I allocate memory on the device for input and output using the main thread … then I start a new thread that calculates the result, which is placed into this memory space. But it seem that the input data values are not correct in the thread running, also the result when memcpy-ied from the device at the end is empty.
Is there some trick to use threads that use already allocated device memory. The sample in the SDK has the thread allocating the device memory … I mean thread can’t see it as global memory.
The problem you encounter is related to the notion of “context”: any CUDA call is performed within a context, which is created either explicitely (in the driver API) or implicitely during the first call in the runtime API. There can only be a single context loaded at the same time on a pthread, and only one pthread may use the context at the same time. Just like a pointer is limited to the address space of a process in C/unix, a CUDA device pointer only makes sense within the context where it was allocated.
If you want to use multiple threads, you can for instance dedicate one thread per device, and have that thread, and have the other threads deleguate the memcpy operations to that thread (for instance with a per-context queue of request and a per-context condition variable). If you don’t want to do that, and if the interactions between the threads are not too frequent, you can also use the context migration API, but note that this is very slow (and pretty buggy).
Thanks for the detailed reply, and I have implemented a simple solution.
I have decomposed the kernel into two portions that are to be executed on separate devices with their respective threads. Each thread is responsible for a its portion on its assigned device. The thread 1 waits for thread 0 to complete, and uses the partial results from it. This involves a device->host->device memcpy()-ies. Afterwards, I am looking to create a pipeline by modifying this simple solution.

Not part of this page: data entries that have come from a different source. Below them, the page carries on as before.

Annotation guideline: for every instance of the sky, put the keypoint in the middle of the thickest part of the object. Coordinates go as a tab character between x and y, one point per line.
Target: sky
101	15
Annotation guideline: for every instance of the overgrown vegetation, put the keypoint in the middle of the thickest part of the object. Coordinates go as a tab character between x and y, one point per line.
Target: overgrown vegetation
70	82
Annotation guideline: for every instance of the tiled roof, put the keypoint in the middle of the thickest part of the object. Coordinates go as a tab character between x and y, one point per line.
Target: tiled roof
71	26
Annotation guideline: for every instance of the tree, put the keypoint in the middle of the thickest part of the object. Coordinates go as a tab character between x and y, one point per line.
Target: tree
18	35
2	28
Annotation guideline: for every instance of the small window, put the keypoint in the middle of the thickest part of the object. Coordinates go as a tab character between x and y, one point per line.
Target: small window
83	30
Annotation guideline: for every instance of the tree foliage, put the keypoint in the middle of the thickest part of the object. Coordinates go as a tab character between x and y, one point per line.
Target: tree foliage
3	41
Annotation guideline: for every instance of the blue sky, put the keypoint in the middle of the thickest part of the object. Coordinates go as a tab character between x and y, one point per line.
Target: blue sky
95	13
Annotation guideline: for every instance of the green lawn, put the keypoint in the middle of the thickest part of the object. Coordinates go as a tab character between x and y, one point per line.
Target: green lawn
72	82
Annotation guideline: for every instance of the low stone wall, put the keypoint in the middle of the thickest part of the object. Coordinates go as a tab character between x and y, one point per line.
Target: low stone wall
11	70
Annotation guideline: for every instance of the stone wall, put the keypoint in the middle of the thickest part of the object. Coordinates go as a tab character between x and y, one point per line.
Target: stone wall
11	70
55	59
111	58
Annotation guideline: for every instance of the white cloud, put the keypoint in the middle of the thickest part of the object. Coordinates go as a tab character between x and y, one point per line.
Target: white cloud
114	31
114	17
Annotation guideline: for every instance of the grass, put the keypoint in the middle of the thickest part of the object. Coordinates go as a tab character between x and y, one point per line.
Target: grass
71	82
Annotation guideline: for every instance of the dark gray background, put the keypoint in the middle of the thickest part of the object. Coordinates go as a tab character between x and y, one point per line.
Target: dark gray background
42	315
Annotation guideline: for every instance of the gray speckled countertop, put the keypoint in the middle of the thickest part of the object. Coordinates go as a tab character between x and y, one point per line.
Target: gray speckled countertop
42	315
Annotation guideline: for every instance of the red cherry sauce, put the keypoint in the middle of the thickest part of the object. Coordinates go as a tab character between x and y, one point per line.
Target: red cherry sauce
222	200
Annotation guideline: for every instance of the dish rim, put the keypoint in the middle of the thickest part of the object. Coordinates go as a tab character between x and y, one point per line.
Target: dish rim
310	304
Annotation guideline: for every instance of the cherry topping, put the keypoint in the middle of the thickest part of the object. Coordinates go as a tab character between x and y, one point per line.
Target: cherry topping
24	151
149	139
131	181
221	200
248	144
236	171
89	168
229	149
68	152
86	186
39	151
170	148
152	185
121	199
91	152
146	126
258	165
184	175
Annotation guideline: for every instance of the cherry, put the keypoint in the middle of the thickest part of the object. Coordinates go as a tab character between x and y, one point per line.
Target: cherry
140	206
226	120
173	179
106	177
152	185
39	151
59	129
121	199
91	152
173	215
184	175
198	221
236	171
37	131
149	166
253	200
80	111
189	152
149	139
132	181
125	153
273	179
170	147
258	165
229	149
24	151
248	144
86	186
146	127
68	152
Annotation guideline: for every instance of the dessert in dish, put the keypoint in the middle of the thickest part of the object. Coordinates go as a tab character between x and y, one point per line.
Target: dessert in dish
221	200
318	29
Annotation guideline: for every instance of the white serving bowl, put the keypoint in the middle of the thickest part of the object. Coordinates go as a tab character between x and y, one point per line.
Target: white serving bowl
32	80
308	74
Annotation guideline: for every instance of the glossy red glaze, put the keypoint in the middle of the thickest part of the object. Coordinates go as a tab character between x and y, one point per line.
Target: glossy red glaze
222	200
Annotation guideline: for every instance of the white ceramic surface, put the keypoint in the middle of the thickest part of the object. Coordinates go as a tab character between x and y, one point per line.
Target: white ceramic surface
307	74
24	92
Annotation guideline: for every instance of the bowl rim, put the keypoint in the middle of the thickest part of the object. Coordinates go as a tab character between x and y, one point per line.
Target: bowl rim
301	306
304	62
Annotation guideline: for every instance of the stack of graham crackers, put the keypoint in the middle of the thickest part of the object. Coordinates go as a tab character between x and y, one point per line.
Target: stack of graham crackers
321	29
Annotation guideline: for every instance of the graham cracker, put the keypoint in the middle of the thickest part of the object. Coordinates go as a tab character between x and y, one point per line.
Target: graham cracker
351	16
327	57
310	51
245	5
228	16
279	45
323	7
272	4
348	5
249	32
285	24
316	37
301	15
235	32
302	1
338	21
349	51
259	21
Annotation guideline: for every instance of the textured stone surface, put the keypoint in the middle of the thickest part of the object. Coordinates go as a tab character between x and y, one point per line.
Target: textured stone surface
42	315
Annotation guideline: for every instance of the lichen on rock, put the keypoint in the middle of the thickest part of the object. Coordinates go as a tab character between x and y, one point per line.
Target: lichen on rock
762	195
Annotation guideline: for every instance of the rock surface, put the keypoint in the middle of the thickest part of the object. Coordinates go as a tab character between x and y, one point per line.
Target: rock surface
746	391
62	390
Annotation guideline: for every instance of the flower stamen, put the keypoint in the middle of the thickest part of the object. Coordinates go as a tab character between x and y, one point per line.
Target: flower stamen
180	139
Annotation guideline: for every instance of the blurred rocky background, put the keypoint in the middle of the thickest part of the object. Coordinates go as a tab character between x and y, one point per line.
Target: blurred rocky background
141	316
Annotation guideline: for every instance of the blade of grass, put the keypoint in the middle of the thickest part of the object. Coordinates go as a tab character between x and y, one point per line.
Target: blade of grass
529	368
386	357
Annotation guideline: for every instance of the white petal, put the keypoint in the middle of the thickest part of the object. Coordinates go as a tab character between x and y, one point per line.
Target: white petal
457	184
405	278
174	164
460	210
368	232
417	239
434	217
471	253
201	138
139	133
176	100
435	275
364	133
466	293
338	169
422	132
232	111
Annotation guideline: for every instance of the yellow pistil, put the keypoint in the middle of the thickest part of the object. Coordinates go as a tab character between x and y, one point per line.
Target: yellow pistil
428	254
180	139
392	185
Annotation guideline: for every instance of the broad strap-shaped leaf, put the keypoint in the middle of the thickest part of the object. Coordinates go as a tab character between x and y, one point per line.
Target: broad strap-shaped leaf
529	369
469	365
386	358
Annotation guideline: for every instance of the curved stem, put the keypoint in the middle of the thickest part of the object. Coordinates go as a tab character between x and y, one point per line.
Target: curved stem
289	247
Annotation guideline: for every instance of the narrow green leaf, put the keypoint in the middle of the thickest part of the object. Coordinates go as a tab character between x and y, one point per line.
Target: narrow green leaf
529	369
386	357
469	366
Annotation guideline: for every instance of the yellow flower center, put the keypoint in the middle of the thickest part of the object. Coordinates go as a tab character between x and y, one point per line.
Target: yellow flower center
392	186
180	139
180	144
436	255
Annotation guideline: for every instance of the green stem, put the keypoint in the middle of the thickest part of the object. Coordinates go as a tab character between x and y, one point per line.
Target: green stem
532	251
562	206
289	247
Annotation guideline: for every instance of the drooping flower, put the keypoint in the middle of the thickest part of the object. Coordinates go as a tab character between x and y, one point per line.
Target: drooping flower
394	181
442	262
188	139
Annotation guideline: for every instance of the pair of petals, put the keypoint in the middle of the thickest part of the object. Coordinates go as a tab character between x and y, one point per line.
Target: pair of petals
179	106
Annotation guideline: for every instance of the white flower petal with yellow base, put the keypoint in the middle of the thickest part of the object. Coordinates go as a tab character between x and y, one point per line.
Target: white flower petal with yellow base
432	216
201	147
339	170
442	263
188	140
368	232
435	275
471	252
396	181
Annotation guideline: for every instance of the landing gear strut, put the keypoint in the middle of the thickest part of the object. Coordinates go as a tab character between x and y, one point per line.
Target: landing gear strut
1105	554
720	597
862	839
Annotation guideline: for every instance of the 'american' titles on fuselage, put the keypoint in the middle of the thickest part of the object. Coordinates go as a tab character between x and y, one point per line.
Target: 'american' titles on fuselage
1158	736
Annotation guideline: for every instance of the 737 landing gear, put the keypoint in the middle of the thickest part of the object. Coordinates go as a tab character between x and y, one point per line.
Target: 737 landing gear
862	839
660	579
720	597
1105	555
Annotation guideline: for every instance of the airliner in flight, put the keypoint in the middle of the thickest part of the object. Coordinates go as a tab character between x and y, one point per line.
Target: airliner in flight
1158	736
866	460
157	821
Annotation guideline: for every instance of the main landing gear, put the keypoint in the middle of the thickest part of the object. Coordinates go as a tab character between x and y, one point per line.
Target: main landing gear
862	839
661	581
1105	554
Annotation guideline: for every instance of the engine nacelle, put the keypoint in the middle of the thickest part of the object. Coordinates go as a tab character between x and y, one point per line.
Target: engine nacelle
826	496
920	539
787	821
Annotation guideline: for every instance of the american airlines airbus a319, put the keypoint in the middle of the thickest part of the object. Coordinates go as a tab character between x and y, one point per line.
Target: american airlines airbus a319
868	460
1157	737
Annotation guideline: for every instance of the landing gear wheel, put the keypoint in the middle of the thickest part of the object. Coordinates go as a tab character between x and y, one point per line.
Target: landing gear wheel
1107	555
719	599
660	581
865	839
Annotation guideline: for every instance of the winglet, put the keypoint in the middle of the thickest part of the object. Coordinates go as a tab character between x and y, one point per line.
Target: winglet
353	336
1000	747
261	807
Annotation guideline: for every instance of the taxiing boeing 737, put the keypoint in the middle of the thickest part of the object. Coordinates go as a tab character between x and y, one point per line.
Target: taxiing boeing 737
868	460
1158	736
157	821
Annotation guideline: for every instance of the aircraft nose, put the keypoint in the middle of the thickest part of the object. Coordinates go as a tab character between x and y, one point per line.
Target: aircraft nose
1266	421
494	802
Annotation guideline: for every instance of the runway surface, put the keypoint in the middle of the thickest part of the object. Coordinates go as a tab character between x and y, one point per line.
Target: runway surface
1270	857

Maybe this is too obvious, but why not let the kernel associated with thread 0 do all the work? Your idea of device_host_device memcpys will be very costly, unless the amount of data to be transferred is very small and the kernel computation times are very long. Find something else for thread 1 to do!
I have 3 GPUs on system.
I load the input image to the devices. GPU 1 does the first job in ~60ms. But the 2nd job is ~120ms, so that to use the 2 remaining GPUs, I do functional decomposition of this task into 2 portions of ~60ms each; involving devicetodevice memcpy-ies. The objective is to reduce the total time from 120ms to 60ms.